Faith in Public Life is holding a panel this morning to discuss the roles of evangelical and Catholic voters this fall and the energy around a common good agenda.
The panelists are Steve Waldman from Beliefnet, Ron Stief from Faith in Public Life, Alexia Kelley from Catholics In Alliance for the Common Good, Zack Exley from the blog revolutioninjesusland.com and moderator Amy Sullivan from Time.
Here are a few snippets that give you an idea of what they're saying.
Steif: People of faith are embracing a broader agenda. We're seeking common ground, and we're seeking new dialogue. The religious right no longer controls the values debate in this country.
Waldman: In 2004, I think there was one faith caucus meeting. It was a sad little affair. The key line from the last convention speech was John Kerry's speech. He welcomed people of faith. It sounded like it was some other group that he was welcoming. In this case, they're saying ‘we are people of faith.' It's a big open question, which way this goes. There's a de-alignment of evangelicals, but they have not yet gone over and signed with the Democrats. They're right in the middle.

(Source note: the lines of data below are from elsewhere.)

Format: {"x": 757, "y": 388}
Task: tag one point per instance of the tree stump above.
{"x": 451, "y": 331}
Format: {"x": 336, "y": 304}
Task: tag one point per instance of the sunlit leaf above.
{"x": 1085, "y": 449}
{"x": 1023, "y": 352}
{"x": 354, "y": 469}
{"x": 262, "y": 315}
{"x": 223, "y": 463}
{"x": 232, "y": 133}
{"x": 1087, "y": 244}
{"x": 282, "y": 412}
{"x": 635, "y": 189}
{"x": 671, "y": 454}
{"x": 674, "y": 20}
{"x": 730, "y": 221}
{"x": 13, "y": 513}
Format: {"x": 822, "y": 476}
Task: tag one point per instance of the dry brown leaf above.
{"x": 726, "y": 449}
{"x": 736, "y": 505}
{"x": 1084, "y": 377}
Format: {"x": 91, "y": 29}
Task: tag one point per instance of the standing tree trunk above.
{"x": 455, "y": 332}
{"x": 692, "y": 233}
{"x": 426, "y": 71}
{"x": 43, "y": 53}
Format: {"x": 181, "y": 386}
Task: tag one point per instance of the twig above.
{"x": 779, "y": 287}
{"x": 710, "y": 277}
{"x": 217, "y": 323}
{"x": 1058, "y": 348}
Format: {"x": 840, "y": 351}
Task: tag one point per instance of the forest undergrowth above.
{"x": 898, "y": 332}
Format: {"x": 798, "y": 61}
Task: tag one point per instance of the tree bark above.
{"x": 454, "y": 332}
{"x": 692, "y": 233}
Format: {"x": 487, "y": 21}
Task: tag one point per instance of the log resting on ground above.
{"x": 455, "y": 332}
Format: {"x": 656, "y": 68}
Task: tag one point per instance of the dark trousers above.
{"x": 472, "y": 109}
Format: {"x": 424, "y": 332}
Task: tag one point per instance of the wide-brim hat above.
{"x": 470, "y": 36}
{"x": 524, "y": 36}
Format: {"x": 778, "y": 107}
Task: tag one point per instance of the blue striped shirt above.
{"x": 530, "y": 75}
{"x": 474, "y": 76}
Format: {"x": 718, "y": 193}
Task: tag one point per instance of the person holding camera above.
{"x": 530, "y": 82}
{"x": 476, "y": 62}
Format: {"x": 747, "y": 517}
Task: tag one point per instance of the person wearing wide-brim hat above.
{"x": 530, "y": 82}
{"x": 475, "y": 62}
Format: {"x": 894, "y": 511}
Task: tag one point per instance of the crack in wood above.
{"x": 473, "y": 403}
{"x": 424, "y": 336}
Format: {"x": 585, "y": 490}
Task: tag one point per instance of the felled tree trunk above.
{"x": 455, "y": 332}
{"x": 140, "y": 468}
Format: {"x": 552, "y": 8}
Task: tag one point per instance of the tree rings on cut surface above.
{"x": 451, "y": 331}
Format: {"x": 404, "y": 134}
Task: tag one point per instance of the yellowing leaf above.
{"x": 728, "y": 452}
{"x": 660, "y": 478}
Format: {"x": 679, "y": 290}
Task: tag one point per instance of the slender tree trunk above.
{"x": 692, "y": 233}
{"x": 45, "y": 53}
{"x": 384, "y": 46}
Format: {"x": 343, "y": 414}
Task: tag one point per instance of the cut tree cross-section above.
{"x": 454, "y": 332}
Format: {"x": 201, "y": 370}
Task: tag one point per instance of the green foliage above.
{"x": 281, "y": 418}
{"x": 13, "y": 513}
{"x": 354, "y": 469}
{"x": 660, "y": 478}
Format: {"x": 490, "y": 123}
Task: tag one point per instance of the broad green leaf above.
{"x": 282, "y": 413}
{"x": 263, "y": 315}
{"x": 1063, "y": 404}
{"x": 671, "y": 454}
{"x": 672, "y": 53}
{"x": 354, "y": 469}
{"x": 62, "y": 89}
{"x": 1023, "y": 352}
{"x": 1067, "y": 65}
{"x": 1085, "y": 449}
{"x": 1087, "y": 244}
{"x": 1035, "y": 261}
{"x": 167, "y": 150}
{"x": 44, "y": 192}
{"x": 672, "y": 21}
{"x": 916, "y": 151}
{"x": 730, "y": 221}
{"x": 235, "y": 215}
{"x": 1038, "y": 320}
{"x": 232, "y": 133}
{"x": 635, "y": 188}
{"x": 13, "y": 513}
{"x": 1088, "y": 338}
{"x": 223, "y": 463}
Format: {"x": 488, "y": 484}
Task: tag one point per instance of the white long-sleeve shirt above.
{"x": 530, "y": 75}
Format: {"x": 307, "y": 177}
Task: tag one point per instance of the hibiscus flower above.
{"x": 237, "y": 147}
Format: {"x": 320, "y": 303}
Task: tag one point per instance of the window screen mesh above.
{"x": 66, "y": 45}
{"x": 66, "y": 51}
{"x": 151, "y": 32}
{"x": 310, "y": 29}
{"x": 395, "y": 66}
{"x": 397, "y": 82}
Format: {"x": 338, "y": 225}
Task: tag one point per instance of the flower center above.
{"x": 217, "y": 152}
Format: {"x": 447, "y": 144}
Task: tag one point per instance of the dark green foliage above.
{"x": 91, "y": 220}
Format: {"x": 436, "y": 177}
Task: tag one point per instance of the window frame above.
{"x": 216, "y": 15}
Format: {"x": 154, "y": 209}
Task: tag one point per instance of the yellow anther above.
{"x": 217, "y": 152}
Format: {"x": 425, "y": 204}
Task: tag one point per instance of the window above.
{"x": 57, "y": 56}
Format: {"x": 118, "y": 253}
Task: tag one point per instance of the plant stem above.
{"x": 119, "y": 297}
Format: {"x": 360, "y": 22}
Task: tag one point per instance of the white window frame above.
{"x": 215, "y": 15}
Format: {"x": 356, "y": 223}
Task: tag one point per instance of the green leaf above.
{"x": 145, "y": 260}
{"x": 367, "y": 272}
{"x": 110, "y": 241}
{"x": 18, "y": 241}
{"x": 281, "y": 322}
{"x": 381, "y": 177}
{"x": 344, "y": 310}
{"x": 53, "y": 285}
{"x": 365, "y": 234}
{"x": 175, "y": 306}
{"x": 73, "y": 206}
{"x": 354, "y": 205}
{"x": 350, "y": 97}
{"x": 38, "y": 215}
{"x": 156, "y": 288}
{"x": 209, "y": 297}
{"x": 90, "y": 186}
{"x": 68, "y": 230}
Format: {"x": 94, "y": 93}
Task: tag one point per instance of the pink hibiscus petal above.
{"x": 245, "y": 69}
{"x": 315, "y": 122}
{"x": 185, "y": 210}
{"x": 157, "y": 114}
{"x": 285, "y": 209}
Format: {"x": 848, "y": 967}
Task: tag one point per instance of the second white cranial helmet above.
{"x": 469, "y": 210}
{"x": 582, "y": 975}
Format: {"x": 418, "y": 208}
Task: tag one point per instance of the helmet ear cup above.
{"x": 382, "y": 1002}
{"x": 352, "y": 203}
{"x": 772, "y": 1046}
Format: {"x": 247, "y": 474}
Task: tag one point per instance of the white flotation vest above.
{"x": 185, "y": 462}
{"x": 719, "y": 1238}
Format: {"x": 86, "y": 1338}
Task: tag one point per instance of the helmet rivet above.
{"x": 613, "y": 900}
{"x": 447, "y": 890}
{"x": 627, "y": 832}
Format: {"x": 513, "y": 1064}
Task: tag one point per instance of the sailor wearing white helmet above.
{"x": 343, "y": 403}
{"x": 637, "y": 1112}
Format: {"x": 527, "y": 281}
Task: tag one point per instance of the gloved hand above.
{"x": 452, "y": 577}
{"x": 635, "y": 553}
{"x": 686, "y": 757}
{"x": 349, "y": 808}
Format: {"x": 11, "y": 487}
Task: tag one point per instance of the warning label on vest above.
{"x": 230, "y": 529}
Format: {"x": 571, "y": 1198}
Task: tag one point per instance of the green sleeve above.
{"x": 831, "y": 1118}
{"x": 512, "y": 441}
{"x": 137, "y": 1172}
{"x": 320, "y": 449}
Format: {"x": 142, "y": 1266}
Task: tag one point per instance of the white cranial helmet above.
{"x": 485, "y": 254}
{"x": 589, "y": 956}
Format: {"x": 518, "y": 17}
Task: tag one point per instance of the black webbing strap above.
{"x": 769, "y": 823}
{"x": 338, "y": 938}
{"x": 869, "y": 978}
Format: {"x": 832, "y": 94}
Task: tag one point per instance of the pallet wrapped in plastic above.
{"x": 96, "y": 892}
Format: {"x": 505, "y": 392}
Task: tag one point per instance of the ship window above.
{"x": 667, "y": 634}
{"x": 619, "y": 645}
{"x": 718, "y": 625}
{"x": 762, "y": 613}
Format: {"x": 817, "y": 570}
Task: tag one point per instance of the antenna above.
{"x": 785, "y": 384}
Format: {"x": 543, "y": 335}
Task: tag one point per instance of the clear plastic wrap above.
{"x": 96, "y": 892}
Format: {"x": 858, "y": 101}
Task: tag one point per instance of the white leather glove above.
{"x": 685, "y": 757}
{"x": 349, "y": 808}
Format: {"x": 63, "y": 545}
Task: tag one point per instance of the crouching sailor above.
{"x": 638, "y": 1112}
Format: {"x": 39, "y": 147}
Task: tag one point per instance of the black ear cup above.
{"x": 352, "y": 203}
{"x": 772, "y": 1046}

Exley: A few years ago, I stumbled in from the secular left into this white, evangelical, most of these suburban, working class culture. I sort of married into this. I became an accidental anthropologist in this culture. I was just shocked the first time I went into these megachurches. The young people are becoming pacifists. I know there are a lot of people who voted for Bush in 2004 and will vote for Obama.